Sep 17, 2008 21:39
Today was the second day of runs for the first group of people running. Today was also the day I needed to clean up my car, get stickers on it, and get it tech inspected (make sure the car is healthy enough to run).
Nugget and I slept in, which was fantastic. We made it out to the site around 10:00 AM, lazy us. Tomorrow, I need to be there much earlier, as I need to work first heat. After I work, I'll be changing the tires on my car, making sure my helmet has all the right stickers, and figuring out where my car needs to be for grid. I also need to walk the course - hopefully at least once in the morning before starting to work and at least once between heats 2 and 3 (when the course opens for walking again).

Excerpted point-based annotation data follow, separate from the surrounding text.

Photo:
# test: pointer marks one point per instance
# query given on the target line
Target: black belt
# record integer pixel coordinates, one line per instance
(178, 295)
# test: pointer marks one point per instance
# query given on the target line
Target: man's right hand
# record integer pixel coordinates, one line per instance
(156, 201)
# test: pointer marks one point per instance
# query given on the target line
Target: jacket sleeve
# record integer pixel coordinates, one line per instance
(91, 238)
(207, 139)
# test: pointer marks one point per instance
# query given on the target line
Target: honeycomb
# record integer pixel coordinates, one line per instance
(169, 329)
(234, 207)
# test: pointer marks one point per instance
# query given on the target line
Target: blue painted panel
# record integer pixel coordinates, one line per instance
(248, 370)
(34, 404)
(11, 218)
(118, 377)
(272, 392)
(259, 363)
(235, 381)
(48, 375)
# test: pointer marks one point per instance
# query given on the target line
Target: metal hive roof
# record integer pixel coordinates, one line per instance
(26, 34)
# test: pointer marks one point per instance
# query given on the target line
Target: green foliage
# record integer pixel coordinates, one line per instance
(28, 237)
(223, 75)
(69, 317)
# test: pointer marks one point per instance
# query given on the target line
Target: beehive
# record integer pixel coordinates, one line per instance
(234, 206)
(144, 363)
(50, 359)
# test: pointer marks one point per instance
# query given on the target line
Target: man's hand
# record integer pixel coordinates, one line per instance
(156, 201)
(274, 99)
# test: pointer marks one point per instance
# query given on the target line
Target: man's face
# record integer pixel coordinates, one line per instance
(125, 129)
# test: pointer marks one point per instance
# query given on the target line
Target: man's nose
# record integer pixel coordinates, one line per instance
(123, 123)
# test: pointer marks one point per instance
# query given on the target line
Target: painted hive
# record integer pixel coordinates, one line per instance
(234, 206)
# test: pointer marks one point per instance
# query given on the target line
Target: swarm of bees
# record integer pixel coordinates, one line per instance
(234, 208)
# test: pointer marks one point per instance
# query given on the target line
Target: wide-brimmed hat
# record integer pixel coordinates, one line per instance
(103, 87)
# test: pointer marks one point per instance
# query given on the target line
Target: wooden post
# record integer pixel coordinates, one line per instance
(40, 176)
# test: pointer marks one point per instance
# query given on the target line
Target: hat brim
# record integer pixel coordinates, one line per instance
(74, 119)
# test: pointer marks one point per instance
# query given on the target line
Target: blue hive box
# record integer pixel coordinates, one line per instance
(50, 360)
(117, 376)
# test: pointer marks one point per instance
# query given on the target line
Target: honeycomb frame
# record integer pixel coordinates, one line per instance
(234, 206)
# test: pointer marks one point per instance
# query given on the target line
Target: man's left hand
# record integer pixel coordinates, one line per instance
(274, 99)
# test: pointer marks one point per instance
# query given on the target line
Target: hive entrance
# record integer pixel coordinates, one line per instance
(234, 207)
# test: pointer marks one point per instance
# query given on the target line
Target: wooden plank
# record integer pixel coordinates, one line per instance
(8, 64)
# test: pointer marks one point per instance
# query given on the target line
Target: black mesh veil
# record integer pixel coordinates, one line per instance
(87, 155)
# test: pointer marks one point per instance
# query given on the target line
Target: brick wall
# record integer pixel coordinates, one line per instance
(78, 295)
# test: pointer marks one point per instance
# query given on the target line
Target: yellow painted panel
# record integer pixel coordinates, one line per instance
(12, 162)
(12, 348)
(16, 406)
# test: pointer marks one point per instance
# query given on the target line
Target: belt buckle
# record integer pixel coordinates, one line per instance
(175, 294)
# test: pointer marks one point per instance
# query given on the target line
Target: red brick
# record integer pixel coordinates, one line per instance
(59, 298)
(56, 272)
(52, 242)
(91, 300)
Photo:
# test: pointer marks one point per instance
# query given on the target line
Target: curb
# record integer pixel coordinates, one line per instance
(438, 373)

I'm excited, eager, nervous, scared, enthusiastic, impatient... I remembered, last night, on the drive back to the hotel, the sheer joy of throwing my car around a course, playing with the car, playing with the course, not worrying about my time. I need to latch on to that, grab hold of it. I need to keep that joy with me and feel that joy on my runs, rather than feeling like I need to do things right. I've had a lot of kind words from a lot of people. So many have told me I could do well at this event. So many have told me I'm good at this. They mean well, but this makes me feel like there are high expectations of me. I need to stop feeling like this is a test and start enjoying it.